I first tried it out on my older partial dump (10% as large as the original db)
and it turned out to be reasonably fast and worked well, after making a few
changes to get it working with Python 3.x. Its kitchensink
flag to the
dump_object
seemed like a promising option, but didn’t really seem to get all
the required tables for ManyToManyFields. I worked around it, by getting a
dump of all the models which were related using Django’s dumpdata
.
Get a dump with objects of interest
The dump_object
command lets you run commands to select the objects that you
want to have in the dump, and that is quite a useful thing.
python manage.py dump_object dataset.Product -k --query '{"subcategory_id__in": [1886, ...]}' > products.json
Also, get a dump of related tables.
# Dump of related fields
python manage.py dumpdata dataset.Attribute > attributes.json
Create the new empty db
Next, create a new database where this fixture can be loaded!
# Create the db
sudo su - postgres
createdb mydb
# Create a user, if required
createuser -P
Grant access to the user
In the psql
prompt type the following to grant the user permissions for the
database.
GRANT ALL PRIVILEGES ON DATABASE mydb TO myuser;
Fix settings.py and create tables for the models.
Make changes to settings.py
to use the newly created database, and then
create the tables used by the app, and then load the data.
python manage.py syncdb
python manage.py loaddata products.json
Too slow!
This method worked and was reasonably fast when I was trying to get 20k rows from a table with about 200k rows, with all the dependencies.
But, when I tried to get a dump of about 200k rows from a table with 2M rows, it was way too slow to be of any use.
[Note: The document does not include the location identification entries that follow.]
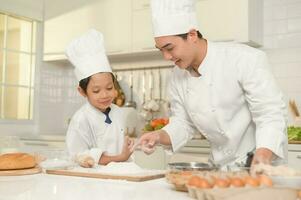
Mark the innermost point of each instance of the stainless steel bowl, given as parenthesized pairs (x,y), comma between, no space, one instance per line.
(194,166)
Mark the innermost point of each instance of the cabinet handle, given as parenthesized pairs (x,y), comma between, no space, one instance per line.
(115,51)
(149,48)
(145,5)
(36,144)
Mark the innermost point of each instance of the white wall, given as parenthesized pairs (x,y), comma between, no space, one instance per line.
(282,42)
(27,8)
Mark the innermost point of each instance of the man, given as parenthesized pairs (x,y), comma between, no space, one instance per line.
(223,90)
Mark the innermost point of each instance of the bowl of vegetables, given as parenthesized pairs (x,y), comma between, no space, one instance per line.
(155,124)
There could’ve been a couple of reasons for this, which I didn’t have the time to look into, and debug.
-
The web-server where the
Django
app was running, and thedb
server with thepostgres
database were on different machines in separate datacenters, which could’ve been adding a significant amount of latency. -
Just the size of the database being much larger could be making it slower?
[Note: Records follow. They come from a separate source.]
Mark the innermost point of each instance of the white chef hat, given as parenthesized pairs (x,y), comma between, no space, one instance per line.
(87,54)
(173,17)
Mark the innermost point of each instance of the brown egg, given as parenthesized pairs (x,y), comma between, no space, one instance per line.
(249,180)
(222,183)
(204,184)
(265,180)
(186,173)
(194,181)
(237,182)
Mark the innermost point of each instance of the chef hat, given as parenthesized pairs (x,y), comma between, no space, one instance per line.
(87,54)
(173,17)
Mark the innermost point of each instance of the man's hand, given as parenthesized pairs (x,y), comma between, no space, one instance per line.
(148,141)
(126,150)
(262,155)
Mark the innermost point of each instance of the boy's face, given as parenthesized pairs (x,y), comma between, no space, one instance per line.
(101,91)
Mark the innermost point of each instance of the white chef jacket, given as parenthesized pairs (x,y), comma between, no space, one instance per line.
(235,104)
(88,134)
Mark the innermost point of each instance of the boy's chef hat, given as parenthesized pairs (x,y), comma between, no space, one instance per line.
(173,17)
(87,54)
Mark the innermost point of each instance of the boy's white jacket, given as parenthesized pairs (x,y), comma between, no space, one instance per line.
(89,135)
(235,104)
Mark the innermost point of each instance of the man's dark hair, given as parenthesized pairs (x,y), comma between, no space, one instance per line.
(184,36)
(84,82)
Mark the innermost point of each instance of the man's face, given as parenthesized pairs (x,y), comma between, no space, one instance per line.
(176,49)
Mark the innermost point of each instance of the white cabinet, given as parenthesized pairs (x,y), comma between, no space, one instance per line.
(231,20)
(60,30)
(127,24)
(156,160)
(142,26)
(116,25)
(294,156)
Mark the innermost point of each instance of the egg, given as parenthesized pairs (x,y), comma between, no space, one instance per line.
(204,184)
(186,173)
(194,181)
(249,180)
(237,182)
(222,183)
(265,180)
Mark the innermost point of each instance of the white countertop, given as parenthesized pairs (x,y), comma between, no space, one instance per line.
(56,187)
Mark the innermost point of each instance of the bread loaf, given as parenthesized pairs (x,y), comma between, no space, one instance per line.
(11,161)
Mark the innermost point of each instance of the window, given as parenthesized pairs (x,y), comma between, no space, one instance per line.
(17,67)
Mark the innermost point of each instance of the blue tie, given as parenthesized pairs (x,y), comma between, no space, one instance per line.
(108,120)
These are things I should be looking into and learning about, when I have more time at hand. For now, I needed a quicker way to get a dump. Even though the raw SQL route was more manual, it turned out to be much quicker.
Raw SQL dump route
Get a dump of the interesting tables
First, I had to get a dump of all the tables with the data I was interested in, one-by-one.
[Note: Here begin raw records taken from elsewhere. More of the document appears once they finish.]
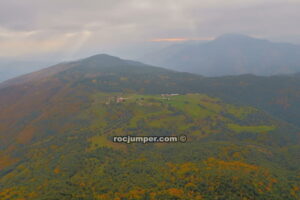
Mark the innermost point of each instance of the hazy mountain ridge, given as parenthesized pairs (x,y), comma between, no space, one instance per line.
(58,123)
(230,54)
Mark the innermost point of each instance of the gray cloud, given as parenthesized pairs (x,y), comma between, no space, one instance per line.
(35,27)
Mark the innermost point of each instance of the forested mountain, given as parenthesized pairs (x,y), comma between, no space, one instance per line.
(229,54)
(57,127)
(11,68)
COPY (SELECT * FROM "dataset_product" WHERE ("dataset_product"."subcategory_id" IN (319557, 94589, 332, 406, 626, 1886) AND "dataset_product"."gender_id" = 1)) TO '/tmp/products.tsv'
COPY (SELECT * FROM "dataset_photo" WHERE "dataset_photo"."product_id" IN (SELECT U0."id" FROM "dataset_product" U0 WHERE (U0."subcategory_id" IN (319557, 94589, 332, 406, 626, 1886) AND U0."gender_id" = 1))) TO '/tmp/photos.tsv'
-- Copy a bunch of other tables!
Load the data from the dumps
-- syncdb
COPY dataset_product FROM '/tmp/products.tsv' ENCODING 'UTF8';
COPY dataset_photo FROM '/tmp/photos.tsv' ENCODING 'UTF8';
-- Copy a bunch of other tables!
Make tables writable
Some of the tables did not let me write anything to them, until I altered the sequence for these tables.
Automating
It would be pretty nice if all of this was automated – allow a user to enter
exactly the same kind of a query that django-fixture-magic
lets you run, and
figure out the SQL copies that need to be done to get the requested dump. Its
something that currently would qualify as yak-shaving, but may be a handy thing
to have. Someone somewhere possibly already has something that does this.